In no way do I intend to give the impression that this is a scientific research. I would like to point out, that I am not taking samples out of the cenotes, do not catch animals and collect any algae or any inorganic material in order to analyse them under the microscope – unless I am invited and within a team of scientist with the corresponding permits. First and foremost, I am a diver with a strong interest in caves, especially underwater caves. As a diver, I document was I see and also would like to put an name to what I have seen. The verification of certain species is sometimes depending on microscopic details. But as a diver, I will never be able to distinguish these species in media aqua. The obvious and apparent is sufficient for me and I try to make as focused and detailed photographs as possible in an environment that poses challenges to man and camera. And I am happy if I can find an explanation, a name, a detail, anything that I hadn’t known before and there is plenty to learn for me in that respect.

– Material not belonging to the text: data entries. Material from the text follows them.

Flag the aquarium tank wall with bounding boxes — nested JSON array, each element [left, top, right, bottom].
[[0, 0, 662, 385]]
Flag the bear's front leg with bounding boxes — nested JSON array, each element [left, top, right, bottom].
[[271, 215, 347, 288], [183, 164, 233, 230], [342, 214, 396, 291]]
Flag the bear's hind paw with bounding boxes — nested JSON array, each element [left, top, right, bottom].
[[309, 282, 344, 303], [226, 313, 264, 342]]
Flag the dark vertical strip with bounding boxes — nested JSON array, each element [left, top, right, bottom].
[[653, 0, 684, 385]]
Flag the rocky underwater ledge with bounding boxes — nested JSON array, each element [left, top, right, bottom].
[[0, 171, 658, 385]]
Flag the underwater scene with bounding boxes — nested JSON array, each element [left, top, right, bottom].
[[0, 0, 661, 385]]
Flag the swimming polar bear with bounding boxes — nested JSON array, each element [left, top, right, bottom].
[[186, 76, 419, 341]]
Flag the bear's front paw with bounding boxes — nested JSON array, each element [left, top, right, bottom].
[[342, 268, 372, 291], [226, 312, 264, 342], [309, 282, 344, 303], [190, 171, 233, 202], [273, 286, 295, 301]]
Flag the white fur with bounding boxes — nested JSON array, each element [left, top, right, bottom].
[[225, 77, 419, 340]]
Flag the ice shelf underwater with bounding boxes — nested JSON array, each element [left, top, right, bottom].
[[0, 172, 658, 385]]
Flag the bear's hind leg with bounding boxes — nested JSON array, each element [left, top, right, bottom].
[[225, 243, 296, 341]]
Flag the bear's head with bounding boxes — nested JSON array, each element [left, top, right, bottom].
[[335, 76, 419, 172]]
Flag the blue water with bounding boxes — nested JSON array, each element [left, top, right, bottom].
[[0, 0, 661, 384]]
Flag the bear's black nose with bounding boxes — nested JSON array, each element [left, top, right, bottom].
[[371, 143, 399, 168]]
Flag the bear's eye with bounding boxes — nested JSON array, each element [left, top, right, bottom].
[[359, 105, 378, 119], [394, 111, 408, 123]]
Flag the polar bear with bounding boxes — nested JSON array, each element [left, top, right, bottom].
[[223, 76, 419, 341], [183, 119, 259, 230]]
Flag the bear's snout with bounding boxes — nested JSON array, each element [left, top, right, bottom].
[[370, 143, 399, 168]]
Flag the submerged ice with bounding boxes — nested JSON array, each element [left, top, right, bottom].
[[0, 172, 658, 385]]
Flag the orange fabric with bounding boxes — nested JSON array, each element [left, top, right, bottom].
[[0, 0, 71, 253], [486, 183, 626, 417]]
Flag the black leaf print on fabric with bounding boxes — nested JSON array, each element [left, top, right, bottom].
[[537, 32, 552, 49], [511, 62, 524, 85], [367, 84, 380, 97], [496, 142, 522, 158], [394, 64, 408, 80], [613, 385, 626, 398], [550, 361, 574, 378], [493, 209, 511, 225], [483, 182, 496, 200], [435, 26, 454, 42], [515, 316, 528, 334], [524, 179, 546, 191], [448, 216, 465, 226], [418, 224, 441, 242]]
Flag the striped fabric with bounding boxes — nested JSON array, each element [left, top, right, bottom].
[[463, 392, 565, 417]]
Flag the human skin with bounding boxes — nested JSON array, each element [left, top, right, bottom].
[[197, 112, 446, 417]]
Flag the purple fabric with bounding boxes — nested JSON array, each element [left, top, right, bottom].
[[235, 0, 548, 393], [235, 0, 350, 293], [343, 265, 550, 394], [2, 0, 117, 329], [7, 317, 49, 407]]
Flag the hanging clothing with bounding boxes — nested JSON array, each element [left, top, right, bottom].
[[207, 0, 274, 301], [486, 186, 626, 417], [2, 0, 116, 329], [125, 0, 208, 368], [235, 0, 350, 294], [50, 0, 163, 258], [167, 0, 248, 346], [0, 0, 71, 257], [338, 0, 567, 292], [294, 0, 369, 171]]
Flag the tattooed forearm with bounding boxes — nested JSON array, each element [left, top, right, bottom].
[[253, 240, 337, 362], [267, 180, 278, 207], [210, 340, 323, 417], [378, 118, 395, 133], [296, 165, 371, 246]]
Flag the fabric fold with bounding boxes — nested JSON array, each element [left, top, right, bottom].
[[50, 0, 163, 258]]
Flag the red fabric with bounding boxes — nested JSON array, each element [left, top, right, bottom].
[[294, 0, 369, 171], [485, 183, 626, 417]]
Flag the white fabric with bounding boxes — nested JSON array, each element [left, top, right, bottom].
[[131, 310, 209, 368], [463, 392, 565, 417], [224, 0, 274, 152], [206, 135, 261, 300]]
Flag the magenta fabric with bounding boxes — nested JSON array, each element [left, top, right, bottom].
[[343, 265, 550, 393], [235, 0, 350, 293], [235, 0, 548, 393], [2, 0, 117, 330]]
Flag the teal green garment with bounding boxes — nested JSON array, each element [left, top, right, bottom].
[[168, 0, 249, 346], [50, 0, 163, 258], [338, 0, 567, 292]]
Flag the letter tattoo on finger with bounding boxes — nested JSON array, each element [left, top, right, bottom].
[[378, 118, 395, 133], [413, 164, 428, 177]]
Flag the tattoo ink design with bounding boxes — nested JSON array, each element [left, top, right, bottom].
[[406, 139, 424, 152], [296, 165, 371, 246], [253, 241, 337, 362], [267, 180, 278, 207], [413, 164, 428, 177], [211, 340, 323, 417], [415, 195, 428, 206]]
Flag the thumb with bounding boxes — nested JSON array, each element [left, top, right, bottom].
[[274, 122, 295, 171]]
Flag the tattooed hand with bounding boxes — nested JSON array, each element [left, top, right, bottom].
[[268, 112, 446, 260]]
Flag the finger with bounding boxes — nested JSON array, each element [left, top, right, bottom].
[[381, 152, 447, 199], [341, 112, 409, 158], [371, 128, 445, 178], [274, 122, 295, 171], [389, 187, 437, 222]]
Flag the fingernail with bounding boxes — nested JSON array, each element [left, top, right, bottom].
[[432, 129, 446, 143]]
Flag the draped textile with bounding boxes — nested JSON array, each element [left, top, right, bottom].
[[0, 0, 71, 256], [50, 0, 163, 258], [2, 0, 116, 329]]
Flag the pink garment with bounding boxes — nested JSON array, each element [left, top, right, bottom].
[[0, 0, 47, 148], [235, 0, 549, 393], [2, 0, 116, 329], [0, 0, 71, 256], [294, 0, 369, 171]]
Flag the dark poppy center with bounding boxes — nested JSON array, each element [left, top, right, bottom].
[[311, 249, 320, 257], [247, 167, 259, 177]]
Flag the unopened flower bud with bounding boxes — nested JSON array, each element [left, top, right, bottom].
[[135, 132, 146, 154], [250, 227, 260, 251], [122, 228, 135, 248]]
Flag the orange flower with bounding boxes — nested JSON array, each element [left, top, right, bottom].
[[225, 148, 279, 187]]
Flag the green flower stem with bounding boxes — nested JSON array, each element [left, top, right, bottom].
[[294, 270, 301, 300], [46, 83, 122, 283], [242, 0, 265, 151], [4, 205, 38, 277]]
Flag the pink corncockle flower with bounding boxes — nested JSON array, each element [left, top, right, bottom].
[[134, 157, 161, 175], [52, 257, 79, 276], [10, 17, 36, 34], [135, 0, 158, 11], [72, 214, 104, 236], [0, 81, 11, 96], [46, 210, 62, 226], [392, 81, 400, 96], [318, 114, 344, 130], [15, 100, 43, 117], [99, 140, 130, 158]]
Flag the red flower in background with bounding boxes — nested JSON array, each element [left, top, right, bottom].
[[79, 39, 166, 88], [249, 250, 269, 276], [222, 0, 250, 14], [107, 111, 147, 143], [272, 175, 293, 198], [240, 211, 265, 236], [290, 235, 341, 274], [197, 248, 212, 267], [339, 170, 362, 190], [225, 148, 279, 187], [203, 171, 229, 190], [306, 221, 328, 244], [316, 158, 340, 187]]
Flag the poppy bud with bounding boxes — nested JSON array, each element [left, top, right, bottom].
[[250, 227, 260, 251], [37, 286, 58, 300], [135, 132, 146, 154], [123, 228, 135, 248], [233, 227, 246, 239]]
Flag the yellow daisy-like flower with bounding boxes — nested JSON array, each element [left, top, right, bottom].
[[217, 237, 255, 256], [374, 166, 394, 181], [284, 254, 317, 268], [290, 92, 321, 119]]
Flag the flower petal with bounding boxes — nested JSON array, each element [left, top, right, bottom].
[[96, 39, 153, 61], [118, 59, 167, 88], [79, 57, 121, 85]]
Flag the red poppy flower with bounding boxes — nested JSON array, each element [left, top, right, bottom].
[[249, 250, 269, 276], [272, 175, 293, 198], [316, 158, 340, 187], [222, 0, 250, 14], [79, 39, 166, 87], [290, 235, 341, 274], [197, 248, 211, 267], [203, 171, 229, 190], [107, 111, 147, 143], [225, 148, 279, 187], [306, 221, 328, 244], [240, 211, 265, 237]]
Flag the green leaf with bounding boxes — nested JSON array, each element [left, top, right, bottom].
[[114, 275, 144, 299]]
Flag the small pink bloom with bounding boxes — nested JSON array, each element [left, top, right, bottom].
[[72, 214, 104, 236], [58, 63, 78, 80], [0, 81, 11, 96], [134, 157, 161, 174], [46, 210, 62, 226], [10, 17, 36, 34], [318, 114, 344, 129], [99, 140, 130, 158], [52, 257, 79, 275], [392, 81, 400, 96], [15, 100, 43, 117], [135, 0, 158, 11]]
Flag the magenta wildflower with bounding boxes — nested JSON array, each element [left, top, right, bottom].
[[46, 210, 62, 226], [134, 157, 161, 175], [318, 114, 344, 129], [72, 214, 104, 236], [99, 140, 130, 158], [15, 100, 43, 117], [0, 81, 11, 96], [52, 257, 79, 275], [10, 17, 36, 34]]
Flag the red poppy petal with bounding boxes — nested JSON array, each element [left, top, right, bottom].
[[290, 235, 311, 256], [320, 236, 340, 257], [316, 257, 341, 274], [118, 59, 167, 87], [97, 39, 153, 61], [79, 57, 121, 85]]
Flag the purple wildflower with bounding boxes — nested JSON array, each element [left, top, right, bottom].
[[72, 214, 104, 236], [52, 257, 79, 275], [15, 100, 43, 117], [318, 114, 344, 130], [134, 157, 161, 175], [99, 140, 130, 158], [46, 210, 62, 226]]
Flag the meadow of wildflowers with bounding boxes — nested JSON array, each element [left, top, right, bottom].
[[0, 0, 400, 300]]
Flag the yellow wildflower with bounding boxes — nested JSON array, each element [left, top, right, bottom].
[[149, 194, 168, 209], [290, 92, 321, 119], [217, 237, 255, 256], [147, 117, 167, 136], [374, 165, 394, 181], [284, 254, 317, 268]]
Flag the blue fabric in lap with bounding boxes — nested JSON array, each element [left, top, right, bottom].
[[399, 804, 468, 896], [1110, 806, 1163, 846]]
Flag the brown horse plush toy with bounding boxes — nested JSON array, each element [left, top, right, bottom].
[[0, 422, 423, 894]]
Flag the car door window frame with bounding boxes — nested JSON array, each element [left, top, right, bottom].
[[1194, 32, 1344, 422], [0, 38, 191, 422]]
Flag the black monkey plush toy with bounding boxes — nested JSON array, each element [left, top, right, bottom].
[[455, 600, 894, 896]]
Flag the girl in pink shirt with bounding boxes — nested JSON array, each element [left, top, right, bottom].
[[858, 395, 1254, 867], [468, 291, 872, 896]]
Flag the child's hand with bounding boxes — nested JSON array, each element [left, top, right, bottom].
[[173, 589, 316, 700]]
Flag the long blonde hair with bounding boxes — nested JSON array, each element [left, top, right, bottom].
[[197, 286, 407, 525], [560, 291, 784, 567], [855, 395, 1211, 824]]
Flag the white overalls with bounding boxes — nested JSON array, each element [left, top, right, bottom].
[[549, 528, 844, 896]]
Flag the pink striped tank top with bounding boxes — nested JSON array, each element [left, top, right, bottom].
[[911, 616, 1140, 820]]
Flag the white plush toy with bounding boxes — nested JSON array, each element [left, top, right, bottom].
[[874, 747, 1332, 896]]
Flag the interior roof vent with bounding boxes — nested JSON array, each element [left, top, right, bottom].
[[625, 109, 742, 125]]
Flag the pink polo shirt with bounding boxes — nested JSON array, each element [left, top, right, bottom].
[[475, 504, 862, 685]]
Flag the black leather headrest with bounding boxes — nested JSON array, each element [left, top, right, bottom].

Thank you very much to all diving friends that are so kind to share their research results and articles about the various species with me. Besides the few aquaristic books I have at home, they were a valuable rescource. Especially thankful am I to Dr. Guido Kirsten, Werner Fiedler, Wolfgang Schilling, Dr. Thomas Iliffe. If I give however misleading information about some species, then this is of course my full responsibility.

Explanations about formations and some phenomenons or just some observations I do during my dives.

The following is the introduction of the article of James G. Coke IV published in the APSA Cavern Guide Manual 2003 version. This has been and still is a valuable guideline for me and I could not agree more with his statement.

“Geology and landform sciences play an important role in understanding karst regions of the world. As cave explorers, we utilize these sciences to interpret limestone strata and their structural patterns to discover new caves or new passages in existing caves. Familiarity with the geological character of a karst region produces a degree of skill in anticipating tunnel environments, or the likelihood of an unexplored cave entrance containing significant underground passage.

Geology is not only an aid to understanding an unexplored terrain; it supplies a means of dialogue between explorers and educators with their students. Without this dialogue, it is difficult to communicate true appreciation for the historical and environmental values of Quintana Roo karst structures.”